The issue is that unfiltered access to the internet is dangerous to kids - and at a certain age, kids do want to discover that side without any parental interference.
Limiting what they can access is not an unhealthy approach. It’s protective, especially nowadays when certain companies (looking at you, Roblox and Meta) will shelter paedos because it’s a financially viable thing to do, repercussions and hurt children be damned.
And there HAS to be a balance between adults having unfettered access to the entirety of the internet, without having to take a selfie every time they want to have a wank or approach any remotely adult topic. It literally takes a single penstroke from the government to categorise a mundane topic “adult” and start listing people - because ID-ing yourself in a “trust us, your data is safe” (except ignore all the data breaches that have already happened!) environment will TOTALLY not lead to issues. I mean what could go wrong when you start collecting the IDs of trans kids reaching out for help because of abuse, gay/bi/lesbian/etc. kids similarly seeking help, suicidal people seeking help, and the list goes on? What problem could there be from that data leaking, right?

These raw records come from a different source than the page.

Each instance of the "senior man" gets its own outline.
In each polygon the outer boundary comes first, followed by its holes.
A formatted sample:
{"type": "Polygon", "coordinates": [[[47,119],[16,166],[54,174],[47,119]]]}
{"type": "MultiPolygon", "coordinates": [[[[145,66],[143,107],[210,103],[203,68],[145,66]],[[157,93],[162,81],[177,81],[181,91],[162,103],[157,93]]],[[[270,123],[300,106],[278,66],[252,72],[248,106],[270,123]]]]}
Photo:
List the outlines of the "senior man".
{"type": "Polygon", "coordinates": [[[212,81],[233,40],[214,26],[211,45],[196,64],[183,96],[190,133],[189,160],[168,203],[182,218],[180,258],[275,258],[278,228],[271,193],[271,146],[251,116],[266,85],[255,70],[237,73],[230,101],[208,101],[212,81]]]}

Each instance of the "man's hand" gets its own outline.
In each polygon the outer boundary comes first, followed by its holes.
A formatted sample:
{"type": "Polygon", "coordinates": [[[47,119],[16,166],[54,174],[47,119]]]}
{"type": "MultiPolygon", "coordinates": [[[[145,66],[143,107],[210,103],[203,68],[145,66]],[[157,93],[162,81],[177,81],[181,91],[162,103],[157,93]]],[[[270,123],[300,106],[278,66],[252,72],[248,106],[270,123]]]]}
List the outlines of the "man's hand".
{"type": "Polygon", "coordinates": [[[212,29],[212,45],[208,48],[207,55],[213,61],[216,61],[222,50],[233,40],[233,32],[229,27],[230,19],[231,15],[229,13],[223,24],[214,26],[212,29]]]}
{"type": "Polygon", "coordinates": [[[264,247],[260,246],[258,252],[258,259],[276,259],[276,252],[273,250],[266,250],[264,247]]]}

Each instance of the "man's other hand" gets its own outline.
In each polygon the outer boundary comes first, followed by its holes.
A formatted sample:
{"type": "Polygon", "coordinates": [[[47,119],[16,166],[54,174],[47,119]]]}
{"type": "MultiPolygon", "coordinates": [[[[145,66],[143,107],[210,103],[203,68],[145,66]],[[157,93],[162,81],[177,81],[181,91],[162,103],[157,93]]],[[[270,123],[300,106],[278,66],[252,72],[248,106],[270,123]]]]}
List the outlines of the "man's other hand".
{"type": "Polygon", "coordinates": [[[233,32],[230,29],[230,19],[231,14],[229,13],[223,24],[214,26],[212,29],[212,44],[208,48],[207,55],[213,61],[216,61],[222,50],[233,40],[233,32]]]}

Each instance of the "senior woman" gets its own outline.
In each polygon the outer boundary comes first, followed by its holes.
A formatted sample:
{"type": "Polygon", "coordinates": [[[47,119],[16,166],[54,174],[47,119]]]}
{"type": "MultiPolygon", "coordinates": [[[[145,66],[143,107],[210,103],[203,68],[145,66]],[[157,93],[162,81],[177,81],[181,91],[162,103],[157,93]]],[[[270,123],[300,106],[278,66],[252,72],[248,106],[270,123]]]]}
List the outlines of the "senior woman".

This bullshit WILL get reversed the moment a prominent politician’s weird porn browsing habits leak, and I do hope that happens sooner than later. But even when that happens, we need a SANE option to protect children - and that’s by giving the tools to parents, parents whom are mostly overloaded with work, and can’t afford to spend hours a day not interacting with their children but reviewing what they do on the internet.
Yes, being a better parent to your child IS part of that, but so is setting up virtual boundaries.
You say things I agree with, and things I don’t.
I struggle to see the benefit in virtual boundaries, and think it’s better to foster a healthy trusting relationship with one’s child. They’ll encounter bad situations at some point sooner or later, and at that point having shielded them from it in lieu of giving them the tools to deal with it, will have been harmful rather than helpful.
Further, this kind of informational censoring can be used to actively harm people as well. I’ve met many people whose lifelines are their virtual connections to their communities, and had their parents been at all technically inclined these people likely wouldn’t be alive today.
Children won’t spontaneously combust if they encounter pornography. My first exposure happened at around six or seven, same time half of my classmates. Someone found a pornographic card deck in the bushes during recess.